Ecosyste.ms: Awesome

An open API service indexing awesome lists of open source software.

https://github.com/uga-libraries/uga-archivesspace-reports

A collection of custom reports built for UGA's ArchivesSpace instance
https://github.com/uga-libraries/uga-archivesspace-reports

archivesspace

Last synced: 22 days ago
JSON representation

A collection of custom reports built for UGA's ArchivesSpace instance

Lists

README

        

# UGA ArchivesSpace Reports

## Overview
A collection of custom reports built for UGA's ArchivesSpace instance. The following reports are:

- **check_urls** - A custom report to capture URLs in notes and digital object file versions and check them for bad
requests (404, 500, etc.). Redirected links check the destination URL for errors.

## Getting Started

### Dependencies

### check_urls
- [json](https://ruby-doc.org/stdlib-2.6.3/libdoc/json/rdoc/JSON.html) - Used to parse the JSON data found in notes
- [uri](https://ruby-doc.org/core-3.1.2/Gem/Uri.html) - Used to handle URLs
- [Net::HTTP](https://ruby-doc.org/stdlib-3.0.1/libdoc/net/http/rdoc/Net/HTTP.html) - Used to make HTTP requests and
return any errors from broken URLs

### Installation
Download the files in this repo by clicking on the Code box in the top right corner and selecting Download ZIP.
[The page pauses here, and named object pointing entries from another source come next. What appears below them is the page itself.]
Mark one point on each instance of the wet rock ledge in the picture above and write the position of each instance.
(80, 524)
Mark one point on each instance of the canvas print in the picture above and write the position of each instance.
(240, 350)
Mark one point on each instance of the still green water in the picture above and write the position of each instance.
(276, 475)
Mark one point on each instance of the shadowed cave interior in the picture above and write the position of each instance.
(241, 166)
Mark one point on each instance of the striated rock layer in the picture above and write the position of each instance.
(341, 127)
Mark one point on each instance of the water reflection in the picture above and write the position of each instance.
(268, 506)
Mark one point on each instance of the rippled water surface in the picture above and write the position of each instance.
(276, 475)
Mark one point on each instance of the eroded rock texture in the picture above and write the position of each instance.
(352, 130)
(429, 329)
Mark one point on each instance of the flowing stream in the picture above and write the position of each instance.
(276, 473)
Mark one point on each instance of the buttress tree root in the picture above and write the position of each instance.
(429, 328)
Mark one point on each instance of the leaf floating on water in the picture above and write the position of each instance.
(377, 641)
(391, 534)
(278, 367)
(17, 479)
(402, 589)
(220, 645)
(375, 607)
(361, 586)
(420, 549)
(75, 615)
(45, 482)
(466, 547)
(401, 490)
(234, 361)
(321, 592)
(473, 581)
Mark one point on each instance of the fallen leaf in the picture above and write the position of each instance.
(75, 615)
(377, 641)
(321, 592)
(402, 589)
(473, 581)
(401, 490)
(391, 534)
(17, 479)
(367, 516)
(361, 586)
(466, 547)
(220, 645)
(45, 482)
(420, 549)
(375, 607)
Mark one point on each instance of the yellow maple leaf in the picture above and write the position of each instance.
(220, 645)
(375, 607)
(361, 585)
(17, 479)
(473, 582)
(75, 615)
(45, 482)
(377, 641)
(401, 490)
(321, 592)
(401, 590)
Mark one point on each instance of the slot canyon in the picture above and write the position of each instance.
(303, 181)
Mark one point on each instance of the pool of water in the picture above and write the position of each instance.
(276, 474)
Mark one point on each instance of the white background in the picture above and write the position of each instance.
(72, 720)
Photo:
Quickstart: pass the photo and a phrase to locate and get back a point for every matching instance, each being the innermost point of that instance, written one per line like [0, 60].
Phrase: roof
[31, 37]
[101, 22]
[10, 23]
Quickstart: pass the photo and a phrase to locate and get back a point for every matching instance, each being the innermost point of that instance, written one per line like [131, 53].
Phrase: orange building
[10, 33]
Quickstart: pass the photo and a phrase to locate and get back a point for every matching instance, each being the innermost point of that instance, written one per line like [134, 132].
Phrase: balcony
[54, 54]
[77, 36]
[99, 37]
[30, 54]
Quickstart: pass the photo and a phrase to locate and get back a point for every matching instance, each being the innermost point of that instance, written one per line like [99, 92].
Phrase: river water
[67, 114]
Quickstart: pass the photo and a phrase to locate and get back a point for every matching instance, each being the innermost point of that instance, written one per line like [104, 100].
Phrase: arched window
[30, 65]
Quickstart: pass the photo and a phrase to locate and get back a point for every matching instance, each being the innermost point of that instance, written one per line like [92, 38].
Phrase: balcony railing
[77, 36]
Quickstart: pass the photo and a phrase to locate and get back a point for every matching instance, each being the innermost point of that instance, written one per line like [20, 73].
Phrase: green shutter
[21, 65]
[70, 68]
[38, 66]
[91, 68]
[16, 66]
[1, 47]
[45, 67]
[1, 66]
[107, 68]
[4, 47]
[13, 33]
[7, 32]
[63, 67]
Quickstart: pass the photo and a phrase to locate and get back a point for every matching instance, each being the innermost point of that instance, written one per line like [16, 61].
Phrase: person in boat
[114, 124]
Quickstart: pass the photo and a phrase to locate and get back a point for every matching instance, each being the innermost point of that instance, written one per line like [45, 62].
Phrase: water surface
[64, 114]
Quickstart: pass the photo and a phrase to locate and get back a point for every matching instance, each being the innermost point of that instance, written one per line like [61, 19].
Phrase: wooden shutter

Move the downloaded ZIP folder to your ArchivesSpace's plugins path:

/path/to/archivesspace/plugins

Unzip it:

$ cd /path/to/archivesspace/plugins
$ unzip uga-archivesspace-reports-main.zip -d uga-archivesspace-reports-main

Enable the plugin by editing the file in `config/config.rb`:

AppConfig[:plugins] = ['some_plugin', 'uga-archivesspace-reports-main']

Make sure you uncomment this line (i.e., remove the leading '#' if present))

For more information on installing and making plugins, see
[ArchivesSpace's Technical Documentation on Plugins](https://github.com/archivesspace/tech-docs/blob/master/customization/plugins.md)

### check_urls

If you just want the check_urls report, rename the unzipped folder from "uga-archivesspace-reports-main" to "check_urls"
in the plugins folder.

Enable the plugin by editing the file in `config/config.rb`:

AppConfig[:plugins] = ['some_plugin', 'check_urls']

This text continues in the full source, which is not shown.